HOUSTON (CN) – A man who posed as a concert promoter and scammed 18 investors out of $2.5 million for a fictitious Texas Musical Festival was sentenced to 5 years in federal prison. He was on supervised release after running an identical scam 9 years ago in California.
James Watson, 55, was indicted in May 2010 and pleaded guilty in November to a superseding information charging him with conspiracy to commit bank fraud.
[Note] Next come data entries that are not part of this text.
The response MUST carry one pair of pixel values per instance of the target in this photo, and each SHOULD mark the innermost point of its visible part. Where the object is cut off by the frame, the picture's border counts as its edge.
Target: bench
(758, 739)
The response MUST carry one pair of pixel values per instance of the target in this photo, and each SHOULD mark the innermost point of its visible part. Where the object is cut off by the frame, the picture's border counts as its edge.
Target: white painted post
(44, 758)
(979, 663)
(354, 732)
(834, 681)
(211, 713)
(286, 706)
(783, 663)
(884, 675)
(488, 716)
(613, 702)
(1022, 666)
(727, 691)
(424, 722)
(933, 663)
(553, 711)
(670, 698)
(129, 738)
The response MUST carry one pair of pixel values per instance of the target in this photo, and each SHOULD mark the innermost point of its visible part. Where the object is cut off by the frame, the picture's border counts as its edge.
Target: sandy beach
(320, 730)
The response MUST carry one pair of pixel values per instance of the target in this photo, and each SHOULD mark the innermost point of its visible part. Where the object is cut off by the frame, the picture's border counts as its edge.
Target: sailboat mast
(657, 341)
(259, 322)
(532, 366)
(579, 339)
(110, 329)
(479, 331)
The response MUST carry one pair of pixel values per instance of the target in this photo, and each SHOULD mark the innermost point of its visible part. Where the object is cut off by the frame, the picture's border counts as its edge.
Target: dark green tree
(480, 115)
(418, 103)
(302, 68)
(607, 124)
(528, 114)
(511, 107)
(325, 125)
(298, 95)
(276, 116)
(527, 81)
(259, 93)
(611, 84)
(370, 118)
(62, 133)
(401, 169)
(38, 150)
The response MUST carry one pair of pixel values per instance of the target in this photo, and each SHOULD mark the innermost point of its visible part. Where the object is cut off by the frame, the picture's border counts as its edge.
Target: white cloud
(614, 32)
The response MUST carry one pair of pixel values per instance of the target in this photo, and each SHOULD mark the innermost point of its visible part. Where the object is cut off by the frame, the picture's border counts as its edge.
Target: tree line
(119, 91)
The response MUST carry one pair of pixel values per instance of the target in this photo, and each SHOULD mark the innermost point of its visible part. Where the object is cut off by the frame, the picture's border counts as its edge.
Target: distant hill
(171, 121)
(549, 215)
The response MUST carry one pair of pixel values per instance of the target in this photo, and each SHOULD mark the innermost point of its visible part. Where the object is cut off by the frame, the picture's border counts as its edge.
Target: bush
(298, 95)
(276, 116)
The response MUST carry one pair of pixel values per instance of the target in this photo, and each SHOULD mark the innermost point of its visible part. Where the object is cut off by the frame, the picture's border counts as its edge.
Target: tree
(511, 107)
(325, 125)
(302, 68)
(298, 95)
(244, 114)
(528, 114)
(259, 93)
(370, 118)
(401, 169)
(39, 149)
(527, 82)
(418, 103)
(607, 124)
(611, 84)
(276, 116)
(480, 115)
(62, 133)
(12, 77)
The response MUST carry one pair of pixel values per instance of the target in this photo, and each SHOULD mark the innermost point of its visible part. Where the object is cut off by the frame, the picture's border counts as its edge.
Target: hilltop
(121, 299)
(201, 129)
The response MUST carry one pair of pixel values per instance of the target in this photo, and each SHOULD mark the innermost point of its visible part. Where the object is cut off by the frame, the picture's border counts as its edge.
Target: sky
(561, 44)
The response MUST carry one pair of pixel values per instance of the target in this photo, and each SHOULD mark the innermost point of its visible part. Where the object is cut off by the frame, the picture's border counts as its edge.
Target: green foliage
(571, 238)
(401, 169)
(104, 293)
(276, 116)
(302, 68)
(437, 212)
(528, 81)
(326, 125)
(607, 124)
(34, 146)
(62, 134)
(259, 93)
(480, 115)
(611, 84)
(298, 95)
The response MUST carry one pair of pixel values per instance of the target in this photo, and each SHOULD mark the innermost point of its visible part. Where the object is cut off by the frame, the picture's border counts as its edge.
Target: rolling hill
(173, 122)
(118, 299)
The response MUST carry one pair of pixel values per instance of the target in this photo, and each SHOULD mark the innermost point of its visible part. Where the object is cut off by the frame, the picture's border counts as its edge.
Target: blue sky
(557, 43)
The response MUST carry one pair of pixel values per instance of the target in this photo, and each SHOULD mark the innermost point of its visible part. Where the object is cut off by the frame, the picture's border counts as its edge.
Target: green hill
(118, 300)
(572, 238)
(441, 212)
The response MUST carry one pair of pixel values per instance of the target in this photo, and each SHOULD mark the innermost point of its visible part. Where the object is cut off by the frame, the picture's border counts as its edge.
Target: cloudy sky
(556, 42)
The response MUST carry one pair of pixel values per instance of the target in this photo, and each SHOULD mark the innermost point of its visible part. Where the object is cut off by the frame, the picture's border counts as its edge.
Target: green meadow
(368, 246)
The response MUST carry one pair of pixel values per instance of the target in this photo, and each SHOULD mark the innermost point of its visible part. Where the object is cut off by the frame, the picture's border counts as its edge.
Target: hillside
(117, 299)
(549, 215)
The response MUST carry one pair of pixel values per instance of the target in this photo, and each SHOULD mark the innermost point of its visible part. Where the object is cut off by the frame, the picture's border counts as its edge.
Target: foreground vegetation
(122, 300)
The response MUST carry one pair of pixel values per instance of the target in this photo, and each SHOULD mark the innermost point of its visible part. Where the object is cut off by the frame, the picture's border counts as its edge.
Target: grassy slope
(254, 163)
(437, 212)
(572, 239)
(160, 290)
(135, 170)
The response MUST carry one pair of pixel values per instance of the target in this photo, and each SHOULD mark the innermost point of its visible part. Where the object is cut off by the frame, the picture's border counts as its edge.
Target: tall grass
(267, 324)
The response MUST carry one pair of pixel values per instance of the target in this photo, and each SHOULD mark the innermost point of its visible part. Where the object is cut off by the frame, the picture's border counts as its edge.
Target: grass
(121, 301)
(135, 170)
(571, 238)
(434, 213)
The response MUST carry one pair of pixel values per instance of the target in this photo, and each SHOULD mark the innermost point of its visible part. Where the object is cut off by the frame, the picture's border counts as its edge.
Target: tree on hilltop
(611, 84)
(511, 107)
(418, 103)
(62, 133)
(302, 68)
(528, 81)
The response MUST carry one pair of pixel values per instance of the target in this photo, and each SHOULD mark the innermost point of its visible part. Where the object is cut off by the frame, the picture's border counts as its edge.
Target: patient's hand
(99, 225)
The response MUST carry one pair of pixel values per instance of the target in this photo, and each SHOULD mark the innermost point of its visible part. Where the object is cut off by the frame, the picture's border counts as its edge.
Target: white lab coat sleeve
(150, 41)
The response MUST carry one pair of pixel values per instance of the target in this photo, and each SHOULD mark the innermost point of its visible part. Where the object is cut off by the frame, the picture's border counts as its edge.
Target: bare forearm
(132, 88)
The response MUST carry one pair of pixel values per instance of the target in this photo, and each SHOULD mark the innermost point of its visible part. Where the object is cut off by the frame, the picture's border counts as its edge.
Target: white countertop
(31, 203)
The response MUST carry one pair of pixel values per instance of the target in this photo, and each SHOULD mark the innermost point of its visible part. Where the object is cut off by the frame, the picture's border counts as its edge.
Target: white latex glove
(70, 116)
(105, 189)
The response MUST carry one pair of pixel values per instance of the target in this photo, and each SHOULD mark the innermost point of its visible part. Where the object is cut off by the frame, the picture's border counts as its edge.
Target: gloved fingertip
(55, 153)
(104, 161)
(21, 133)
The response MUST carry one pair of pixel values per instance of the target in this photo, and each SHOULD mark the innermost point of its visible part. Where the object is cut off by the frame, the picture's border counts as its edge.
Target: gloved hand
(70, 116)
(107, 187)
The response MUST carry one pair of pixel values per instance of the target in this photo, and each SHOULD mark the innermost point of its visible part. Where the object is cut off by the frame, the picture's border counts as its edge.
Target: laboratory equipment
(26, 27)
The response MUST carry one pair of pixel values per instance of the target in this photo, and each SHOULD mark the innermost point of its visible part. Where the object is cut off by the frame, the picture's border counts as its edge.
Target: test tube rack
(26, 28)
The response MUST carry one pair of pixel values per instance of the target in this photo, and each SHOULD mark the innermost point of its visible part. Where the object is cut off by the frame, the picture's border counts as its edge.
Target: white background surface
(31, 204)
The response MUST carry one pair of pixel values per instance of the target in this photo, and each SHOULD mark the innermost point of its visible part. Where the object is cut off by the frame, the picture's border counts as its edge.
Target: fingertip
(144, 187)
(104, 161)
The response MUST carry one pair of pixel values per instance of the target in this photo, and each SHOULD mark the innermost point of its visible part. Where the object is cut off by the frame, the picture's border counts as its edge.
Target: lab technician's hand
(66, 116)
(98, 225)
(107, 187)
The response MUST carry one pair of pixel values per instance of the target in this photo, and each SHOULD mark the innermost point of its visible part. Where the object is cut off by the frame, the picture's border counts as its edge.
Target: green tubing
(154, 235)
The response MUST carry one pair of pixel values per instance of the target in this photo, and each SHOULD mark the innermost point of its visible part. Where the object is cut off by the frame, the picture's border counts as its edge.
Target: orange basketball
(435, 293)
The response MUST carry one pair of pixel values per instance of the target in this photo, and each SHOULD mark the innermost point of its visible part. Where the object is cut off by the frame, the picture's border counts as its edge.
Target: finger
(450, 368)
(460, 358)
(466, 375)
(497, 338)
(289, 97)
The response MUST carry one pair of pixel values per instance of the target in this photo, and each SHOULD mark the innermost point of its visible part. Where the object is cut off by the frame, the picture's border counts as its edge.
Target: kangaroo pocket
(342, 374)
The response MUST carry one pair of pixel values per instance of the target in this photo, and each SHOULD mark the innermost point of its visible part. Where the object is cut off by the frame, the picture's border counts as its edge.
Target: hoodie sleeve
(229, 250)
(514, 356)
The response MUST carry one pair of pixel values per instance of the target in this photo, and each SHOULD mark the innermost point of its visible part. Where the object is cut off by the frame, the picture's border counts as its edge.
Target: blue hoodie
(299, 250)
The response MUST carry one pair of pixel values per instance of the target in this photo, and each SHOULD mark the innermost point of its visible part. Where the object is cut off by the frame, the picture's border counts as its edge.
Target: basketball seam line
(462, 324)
Watson admitted he kited a $400,000 check to Bank of America as part of the music festival scheme, prosecutors said in a statement.
The superseding information alleged Watson lied to investors, including a 92-year-old woman, about the festival, which was to be held in Houston from Aug. 30 to Sept. 1, 2008.
“In reality, Watson had an extensive criminal history and was on federal supervised release after completing a prison term imposed following a 2002 conviction in the Eastern District of California for engaging in essentially the same scam related to the Sacramento Jazz Festival in California,” prosecutors said.
“Watson falsely told investors that a charity would be holding the ticket receipts for the concert and promised investors not only return of their investment, but a substantial profit.
“In actuality, Watson siphoned investor funds to bankroll an extravagant lifestyle, withdrew the $400,000 from Bank of America from the check kite and disappeared on what was supposed to have been the third day of the Texas Music Festival without paying the artists, vendors or police officers working the event, nor the investors,” prosecutors said.
U.S. District Judge Gray Miller also ordered Watson to pay Bank of America $391,000 in restitution.
“As a result of the Texas Music Festival scam, the District Court in the Eastern District of California revoked Watson’s term of supervised release in December 2008 and handed down a 28-month term of imprisonment and is requiring Watson to pay the balance of $399,837 in restitution to investors previously ordered,” prosecutors said.